Melanie Siegel – Von Sinnbildern der urbanen Natursehnsucht

Landschaftsmalerei erfährt in den Werken der in München lebenden Künstlerin Melanie Siegel eine Art Verjüngungskur, die sowohl neue Blickwinkel auf ein tradiertes Thema eröffnet als auch im selben Zuge unser Verhältnis zur Wirklichkeit befragt. Die zunächst realistisch anmutenden Szenarien präsentieren Motive scheinbarer Vorstadtidyllen; sie zeigen ein von einer Hecke überwuchertes Gartentor, eine baumkronengerahmte, akkurat rechtwinklig angelegte Tennisplatzanlage, einen stromleitungsdurchkreuzten Himmel oder einen penibel gepflegten, pflanzenumstandenen Swimmingpool aus der Vogelperspektive. Immer handelt es sich dabei, so wird schnell deutlich, um Grenzräume, in welchen Natürliches und Artifizielles, organisch Wucherndes und menschlich Konstruiertes aufeinanderprallen.

Nicht weniger konstruiert als die geformte Kulturlandschaft sind auch die Bildwelten selbst. Fragmente der Wirklichkeit stellen lediglich eine Komponente in der Werkentstehung dar. Versatzstücke der Realität in Form von im Alltag gesammelten Eindrücken oder jüngst auch Satellitenaufnahmen werden im Atelier um assoziative und imaginative Aspekte erweitert, die Komposition, Lichtführung und atmosphärische Wirkung genauestens durchdacht und mit malerischen Auflösungen unterlegt. Denn die Glaubwürdigkeit der Bilder zerbröselt bei genauerer Betrachtung nicht nur inhaltlich, sondern auch auf formaler Ebene.

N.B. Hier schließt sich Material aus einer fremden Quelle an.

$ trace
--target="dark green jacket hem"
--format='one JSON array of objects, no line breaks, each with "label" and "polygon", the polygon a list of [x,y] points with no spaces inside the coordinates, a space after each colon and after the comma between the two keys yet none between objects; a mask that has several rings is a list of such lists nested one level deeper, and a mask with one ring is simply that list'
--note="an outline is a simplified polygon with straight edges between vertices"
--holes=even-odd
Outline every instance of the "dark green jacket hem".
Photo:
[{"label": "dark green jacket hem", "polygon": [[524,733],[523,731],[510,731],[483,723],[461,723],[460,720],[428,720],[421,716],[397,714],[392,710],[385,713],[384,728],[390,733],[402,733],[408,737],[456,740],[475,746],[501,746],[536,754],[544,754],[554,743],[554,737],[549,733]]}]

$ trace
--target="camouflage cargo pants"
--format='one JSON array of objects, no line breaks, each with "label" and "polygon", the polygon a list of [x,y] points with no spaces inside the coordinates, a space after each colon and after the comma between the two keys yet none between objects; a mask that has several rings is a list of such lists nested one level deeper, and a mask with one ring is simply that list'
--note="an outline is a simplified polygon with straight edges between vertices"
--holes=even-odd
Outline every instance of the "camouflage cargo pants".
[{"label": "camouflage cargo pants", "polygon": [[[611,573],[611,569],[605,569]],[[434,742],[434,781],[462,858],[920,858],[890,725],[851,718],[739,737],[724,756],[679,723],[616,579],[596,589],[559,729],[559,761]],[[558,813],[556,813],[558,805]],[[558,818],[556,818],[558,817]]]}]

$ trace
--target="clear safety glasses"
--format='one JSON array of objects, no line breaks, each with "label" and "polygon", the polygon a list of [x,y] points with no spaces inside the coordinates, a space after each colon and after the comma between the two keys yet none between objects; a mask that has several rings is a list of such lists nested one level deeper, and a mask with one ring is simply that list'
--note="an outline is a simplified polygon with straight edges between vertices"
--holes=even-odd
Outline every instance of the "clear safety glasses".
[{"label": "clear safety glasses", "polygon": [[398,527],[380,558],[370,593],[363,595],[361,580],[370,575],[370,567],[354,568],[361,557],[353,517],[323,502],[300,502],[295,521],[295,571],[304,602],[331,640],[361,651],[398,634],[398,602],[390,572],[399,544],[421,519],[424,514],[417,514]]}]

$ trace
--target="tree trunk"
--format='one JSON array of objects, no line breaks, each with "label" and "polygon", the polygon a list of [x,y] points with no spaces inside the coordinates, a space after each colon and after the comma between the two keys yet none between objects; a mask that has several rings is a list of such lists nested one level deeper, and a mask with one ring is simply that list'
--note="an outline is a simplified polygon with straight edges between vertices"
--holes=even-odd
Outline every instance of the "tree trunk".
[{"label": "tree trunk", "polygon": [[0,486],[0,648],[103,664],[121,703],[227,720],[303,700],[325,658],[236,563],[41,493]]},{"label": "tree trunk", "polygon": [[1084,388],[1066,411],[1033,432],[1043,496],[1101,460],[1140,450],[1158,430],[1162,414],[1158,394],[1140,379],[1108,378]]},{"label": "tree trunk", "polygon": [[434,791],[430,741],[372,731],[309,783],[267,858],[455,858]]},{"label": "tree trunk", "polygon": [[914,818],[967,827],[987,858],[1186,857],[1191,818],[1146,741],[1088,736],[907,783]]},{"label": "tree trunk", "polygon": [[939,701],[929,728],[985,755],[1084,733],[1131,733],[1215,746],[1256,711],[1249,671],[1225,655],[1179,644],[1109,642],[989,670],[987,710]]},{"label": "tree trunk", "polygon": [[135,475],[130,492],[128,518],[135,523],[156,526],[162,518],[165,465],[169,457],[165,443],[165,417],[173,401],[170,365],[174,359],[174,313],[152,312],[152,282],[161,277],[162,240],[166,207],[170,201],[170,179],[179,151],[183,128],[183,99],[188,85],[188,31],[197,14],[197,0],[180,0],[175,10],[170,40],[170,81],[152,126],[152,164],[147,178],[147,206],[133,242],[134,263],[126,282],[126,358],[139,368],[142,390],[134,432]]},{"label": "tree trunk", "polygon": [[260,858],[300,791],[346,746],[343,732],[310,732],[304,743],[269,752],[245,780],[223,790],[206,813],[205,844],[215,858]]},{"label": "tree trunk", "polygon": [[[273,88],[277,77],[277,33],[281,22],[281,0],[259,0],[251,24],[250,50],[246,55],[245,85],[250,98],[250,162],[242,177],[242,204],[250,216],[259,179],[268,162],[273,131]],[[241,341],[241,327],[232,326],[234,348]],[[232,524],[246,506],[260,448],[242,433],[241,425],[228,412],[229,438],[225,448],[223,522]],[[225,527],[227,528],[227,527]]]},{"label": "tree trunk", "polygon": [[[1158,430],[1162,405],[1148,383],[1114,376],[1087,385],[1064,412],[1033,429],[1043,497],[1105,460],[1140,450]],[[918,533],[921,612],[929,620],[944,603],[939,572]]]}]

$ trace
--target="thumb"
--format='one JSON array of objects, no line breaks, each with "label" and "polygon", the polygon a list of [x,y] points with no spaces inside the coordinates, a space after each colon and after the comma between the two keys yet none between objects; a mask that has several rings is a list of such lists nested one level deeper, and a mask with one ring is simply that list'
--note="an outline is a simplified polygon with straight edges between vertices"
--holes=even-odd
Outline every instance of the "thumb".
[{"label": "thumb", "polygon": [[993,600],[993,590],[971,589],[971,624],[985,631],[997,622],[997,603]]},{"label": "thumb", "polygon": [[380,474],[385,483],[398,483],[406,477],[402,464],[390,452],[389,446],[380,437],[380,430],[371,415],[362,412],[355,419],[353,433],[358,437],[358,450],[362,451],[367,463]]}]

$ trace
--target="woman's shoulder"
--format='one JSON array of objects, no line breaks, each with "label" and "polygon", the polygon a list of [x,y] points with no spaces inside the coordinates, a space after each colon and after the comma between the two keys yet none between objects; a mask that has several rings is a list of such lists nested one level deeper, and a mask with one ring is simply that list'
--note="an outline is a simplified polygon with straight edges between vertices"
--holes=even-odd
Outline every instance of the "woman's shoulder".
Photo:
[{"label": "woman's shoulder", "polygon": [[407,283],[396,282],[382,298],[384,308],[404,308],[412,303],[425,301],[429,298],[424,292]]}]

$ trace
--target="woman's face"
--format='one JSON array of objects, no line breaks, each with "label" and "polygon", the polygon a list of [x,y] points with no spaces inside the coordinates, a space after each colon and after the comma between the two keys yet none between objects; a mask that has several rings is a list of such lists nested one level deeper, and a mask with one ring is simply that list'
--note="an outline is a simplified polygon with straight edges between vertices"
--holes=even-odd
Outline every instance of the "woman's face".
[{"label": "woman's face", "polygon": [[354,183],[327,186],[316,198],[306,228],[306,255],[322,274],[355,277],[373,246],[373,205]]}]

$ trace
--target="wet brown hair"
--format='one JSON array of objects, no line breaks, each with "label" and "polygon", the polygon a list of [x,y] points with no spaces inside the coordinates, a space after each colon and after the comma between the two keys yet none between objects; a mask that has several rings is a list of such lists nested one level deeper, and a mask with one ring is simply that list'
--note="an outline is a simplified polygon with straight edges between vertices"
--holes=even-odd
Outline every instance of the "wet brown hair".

So zerfällt der scheinbare Realismus der Malerei in Kongruenz zum Realismus des Motivs: Abstrakt gehaltene Partien und der Aufbau der Darstellung aus zahlreichen getupften Pinselstrichen, Lasuren und Verdichtungen erzeugen auf der Oberfläche eine dynamische Spannung.

Ergänzt wird diese Spannung um die meist ungewöhnlichen Bildausschnitte, in welchen die durchdachten Raumkonstruktionen in wirkungsvoller Weise zur Geltung gekommen. Gerade in den neueren Arbeiten erfolgt oftmals ein Heraustreten aus der subjektiven Perspektive. Insbesondere in den in Draufsicht dargestellten Architekturen, Tennisplätzen oder Pools entfernt sich der Blick zunehmend vom Boden und wird verstärkt objektiver. Trotzdem bewahren sich auch diese Motive den Hauch des Rätselhaften, der sämtlichen Bildern der Künstlerin anhaftet. Durch den Verzicht auf alles Anekdotische wirken die Szenerien wie aus der Zeit gefallen und evozieren doch, dass die Situation im nächsten Moment kippen könnte. Die vordergründige Ruhe wird unmerklich von einer ambivalent aufgeladenen Atmosphäre überlagert, die Stimmung oszilliert zwischen Harmonie und Befremden. In welche Richtung die labile Ausgewogenheit sich neigen wird, bleibt jedoch stets offen und den subjektiven Erwartungen der Betrachtenden überlassen. Deutlich wird dagegen, dass Melanie Siegel in ihren eindrücklichen Bildfindungen gerade durch die vorgenommenen Transformationen zum jeweiligen Kern des Motivs vordringt und das Wesen bzw. die Sache selbst einfängt.

So erschafft sie Sinnbilder, die als Ausdruck unserer Zeit vom Auseinanderklaffen von Natursehnsucht und menschlichem Eingriff in die Umwelt, vom Zwiespalt zwischen authentischem Erholungsort und dem urban geprägten Bedürfnis nach optimierter Ordnung erzählen. Die menschlich konstruierte Wirklichkeit wird dabei genauso auf den Prüfstand gestellt wie der Illusionismus des Bildes; beide erweisen sich als reine Hypothese. Mit ihren Werken verleiht Melanie Siegel der Landschaftsmalerei ein zeitgenössisches Antlitz und führt vor Augen, dass das Genre noch lange nicht ausgeschöpft ist und sich vor dem Hintergrund aktueller Debatten sogar vitaler denn je zeigt.